After the European Parliament voted down a proposal to prop up its flagship emissions trading scheme (ETS), most observers finally admitted what has been obvious for a while: the program is contributing little to accelerating the decarbonization of the European economy. However, a few eternal but confused optimists see the program as working just fine. Here are a few thoughts in response to that bit of pushback.
Carbon dioxide emissions are the consequence of economic activity and the technologies that we use to produce and consume energy. We measure technological progress with respect to emissions reductions by a decline in the ratio of emissions to economic activity (GDP), called decarbonization.
To achieve aggressive emissions reductions goals – such as a 80 percent reduction by 2050 – requires annual rates of decarbonization of 5 percent or greater. This figure provides a baseline against which to think about the performance of actual policies.
The European Union ETS was created to put a price on carbon so that industry would factor that price into its decision making. It is the price that does the work in a cap and trade system for emissions reduction. The cap and the trading set the price, and the price creates incentives for innovation in energy consumption and production. The EU explains: “The market price of allowances — the 'carbon price' – creates a greater incentive the higher it is.”

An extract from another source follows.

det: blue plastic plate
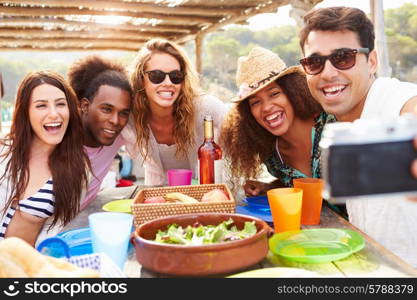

Conversely, there is a low incentive for innovation with a low market price. For those interested in accelerating the decarbonization of the economy, the collapse of the price of carbon under the ETS is prima facie evidence of the program's ineffectiveness.
At the same time, price is the program's Achilles’ heel. While people in Europe and around the world have shown a willingness to pay a bit more for energy in support of environmental goals, that willingness has its limits. This reality – what I've called an iron law – means that efforts to motivate innovation through raising the price of energy are ultimately doomed to fail.
There is some evidence that the ETS has simply put a price on business as usual. In The Climate Fix, I showed that Europe's rate of decarbonization was essentially identical before and after the ETS was introduced. If the program has effects, decarbonization has not been detectable beyond historical business-as-usual rates.
The figure above, based on data from the US Energy Information Agency, shows the comparative performance of the United States and the EU-27 with respect to overall emissions and emissions intensity (C/GDP) since 2000. Both the United States and the EU reduced aggregate emissions by 6.4 percent from 2000 levels and the United States improved its carbon intensity by a slightly larger amount (21 percent vs. 19.5 percent). The similarity of the reductions indicate that, whatever impact the EU ETS has had, the United States achieved similar results with no carbon market (and some might argue, with no climate policy at all).
With the United States and the EU averaging ~2 percent per year since 1990, it is ironic to see otherwise committed environmentalists acting as apologists for the EU ETS. The uncomfortable reality is that no policies have been put in place anywhere in the world that have indicated an ability to accelerate rates of decarbonization to levels approaching 5 percent per year. This includes the EU ETS. If greater progress is to be made, debate will have to move beyond carbon pricing and the relative success or shortfalls of the EU ETS.